Is this a bit silly? Sure, maybe. It’s sillier still that they manage to land about five minutes away from where they need to be. Carol, after ditching Ash, who is adamant about waiting with the plane for at least the next two weeks until she returns, cuts a hole in one of the grain bags on the back of a truck so it leads her to where Genet’s goons are rounding up the locals for predictably nefarious purposes. Carol is promptly caught and bundled in the back of a truck with some other successful “volunteers”.
In the truck, Carol meets Remy, a former English teacher who has a naively rosy idea of Genet’s “New France”. When his husband, who is traveling in the other truck, is taken elsewhere, he realizes that things might not be exactly as they seem.

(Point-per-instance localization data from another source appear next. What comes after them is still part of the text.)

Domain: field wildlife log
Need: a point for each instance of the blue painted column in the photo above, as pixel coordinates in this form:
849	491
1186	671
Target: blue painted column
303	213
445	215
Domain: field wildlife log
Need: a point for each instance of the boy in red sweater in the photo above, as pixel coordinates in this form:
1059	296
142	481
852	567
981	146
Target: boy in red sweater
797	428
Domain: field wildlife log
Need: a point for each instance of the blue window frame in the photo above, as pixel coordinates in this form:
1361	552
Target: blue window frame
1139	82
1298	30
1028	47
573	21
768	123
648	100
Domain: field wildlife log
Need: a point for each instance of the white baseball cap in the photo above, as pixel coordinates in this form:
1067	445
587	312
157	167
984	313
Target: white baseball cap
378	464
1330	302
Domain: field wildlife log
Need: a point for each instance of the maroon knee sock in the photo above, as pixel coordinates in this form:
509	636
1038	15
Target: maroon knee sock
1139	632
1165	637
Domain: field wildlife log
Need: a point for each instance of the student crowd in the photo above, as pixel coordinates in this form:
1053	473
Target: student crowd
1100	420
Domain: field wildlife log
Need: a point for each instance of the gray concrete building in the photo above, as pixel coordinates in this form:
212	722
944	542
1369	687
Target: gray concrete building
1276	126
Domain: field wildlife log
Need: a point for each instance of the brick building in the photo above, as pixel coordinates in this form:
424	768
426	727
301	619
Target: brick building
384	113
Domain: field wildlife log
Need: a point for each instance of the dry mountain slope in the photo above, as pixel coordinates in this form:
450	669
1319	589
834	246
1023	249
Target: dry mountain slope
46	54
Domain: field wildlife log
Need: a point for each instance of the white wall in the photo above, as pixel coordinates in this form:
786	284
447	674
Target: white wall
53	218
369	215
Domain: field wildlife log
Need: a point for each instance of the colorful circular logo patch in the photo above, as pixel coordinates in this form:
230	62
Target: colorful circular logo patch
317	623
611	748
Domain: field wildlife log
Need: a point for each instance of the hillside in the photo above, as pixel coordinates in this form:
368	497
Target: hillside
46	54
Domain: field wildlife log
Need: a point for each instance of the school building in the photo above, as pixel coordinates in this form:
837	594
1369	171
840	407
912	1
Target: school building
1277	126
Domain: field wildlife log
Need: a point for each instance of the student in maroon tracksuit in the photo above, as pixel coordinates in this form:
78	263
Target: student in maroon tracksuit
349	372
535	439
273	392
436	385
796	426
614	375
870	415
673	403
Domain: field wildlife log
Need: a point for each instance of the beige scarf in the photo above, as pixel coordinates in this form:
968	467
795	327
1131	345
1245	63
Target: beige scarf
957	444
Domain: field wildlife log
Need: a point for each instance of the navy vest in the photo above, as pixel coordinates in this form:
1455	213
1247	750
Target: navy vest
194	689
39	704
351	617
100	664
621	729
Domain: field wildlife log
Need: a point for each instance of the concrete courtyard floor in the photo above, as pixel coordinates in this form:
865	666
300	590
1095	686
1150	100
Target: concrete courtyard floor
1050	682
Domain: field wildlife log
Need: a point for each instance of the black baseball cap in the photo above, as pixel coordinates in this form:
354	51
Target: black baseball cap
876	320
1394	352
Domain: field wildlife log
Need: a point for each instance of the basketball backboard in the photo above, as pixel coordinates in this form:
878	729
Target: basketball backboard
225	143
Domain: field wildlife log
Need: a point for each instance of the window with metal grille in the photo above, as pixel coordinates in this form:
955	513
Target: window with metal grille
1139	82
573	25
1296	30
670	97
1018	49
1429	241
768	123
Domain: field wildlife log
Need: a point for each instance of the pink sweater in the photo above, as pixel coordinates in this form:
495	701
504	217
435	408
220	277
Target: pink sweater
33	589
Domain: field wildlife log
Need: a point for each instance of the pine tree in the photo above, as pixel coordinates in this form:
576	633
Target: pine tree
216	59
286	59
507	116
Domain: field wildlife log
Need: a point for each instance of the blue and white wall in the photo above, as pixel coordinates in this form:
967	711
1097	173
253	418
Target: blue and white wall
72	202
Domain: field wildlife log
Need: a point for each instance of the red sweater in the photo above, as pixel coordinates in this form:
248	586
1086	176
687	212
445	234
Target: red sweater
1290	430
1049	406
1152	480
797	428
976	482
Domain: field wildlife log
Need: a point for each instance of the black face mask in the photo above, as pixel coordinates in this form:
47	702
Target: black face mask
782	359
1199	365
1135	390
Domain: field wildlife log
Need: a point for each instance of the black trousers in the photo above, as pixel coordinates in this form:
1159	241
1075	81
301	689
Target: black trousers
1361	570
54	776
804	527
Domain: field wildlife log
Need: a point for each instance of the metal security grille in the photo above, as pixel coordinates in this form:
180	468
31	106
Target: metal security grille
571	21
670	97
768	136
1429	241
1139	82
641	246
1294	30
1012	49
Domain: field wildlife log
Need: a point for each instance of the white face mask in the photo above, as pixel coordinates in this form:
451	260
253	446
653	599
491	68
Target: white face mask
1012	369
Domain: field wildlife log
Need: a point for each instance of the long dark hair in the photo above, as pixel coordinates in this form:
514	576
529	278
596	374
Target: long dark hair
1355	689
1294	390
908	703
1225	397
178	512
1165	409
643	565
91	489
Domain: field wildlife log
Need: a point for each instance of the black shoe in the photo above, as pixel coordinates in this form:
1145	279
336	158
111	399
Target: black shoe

And he’s right! Genet is busying herself savagely torturing Codron with a corkscrew, trying to withdraw information that he either doesn’t have or isn’t willing to part with. Either way, she’s clearly in it for pleasure at this point, which isn’t a quality you necessarily want in a leader. With Carol having caught up to the Big Bad in record time, that should set up a fun confrontation between the two down the line.
And Another Thing…
Some other things to note in “Moulin Rouge” that didn’t fit into the recap:
- Sylvie figures out that something is amiss at the Nest and follows one of the staff to Laurent’s secret hiding place. Unfortunately, Losang is there keeping an eye on things.
- It’s revealed a bit later that while Losang arranged the plan to have Daryl lured away from the Nest, he didn’t instruct Emile to kill him. That was Jacinta. Losang is visibly fuming, and while he seems to come around to the idea, are we teeing up Jacinta as an even more ruthless potential villain?